Gökyüzünün maviliğini seyrederken âşık olduğum, sevdiğim, hoşlandığım kadınları düşündüm.

                Aslında düşündüğüm tek kişi vardı! Yüzünü görmeden saçlarını sevdiğim kadın…

                Çünkü aşk bir defa yaşanıyordu.

                Akşam usul usul inerken, uzayan gölgeler arasında güzel yüzü sanki karşımdaymış gibi hayalini görüyordum.

                Gölgeler yok olurken onu kaybedişimi hatırladım…

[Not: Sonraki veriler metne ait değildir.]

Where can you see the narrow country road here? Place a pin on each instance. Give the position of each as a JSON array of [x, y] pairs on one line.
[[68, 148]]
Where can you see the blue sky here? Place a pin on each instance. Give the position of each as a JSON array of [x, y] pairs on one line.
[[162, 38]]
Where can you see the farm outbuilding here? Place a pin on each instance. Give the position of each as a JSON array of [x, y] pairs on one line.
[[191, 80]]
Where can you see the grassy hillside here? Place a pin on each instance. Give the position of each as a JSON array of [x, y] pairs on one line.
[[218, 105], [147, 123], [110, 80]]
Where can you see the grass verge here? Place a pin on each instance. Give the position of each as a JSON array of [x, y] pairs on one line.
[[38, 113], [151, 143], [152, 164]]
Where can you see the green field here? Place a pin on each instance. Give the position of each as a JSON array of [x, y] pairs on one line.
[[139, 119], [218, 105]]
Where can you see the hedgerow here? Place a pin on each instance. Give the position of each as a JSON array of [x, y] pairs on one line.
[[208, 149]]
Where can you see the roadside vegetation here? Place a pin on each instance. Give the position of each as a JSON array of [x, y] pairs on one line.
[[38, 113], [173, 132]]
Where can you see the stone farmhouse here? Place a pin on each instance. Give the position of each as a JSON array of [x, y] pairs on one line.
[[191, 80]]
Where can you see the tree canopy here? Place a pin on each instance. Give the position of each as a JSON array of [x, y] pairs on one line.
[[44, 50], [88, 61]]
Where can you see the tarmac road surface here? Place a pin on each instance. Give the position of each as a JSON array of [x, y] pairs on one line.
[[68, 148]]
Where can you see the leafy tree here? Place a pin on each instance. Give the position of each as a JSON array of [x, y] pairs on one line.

                Bir başkasını sevmesi elbette gönül dünyamda onarılması mümkün olmayan yaralar açmıştı. Günlerce, gecelerce ağlamış olsam da, o sevgimden, o aşkımdan hiçte pişman olmadığıma bir kez daha seviniyordum. 

                Dolu dolu yaşadığım, doya doya hissettiğim o aşk hayatımı bir çerçeveye sokan olmuştu.

                Kadınları tanımıştım onun sayesinde!

                Birlikte gittiğimiz bir etkinlik gecesinde vatana olan sevgisinden dolayı hıçkıra hıçkıra ağladığını görünce, fazlasıyla etkilenmiş, bir kez daha bağlanmış, gözyaşlarını ellerimle silmiştim.

                Gözyaşıyla ıslanan kendi avuç içlerimi o görmeden öpmüş, avuçlarımın ıslaklığını dudaklarıma sürmüştüm. Bundan hiç söz etmemiştim. İlk defa şimdi burada yazıyorum. Dönüş yolunda eldivenini kaybetmiş, bulup verdiğimde, “arkamı toplayansın” dediğini de dün gibi hatırlıyorum. Belki de bu yüzden; avuçlarıma gözyaşları değdiği için içimden atamıyorum, hala onu çok seviyorum.

                Tanrım ne müthiş bir geceydi.

                Kadınların iç dünyalarının çok güçlü olduğunu, annemden sonra âşık olduğum bu kadında görmüştüm.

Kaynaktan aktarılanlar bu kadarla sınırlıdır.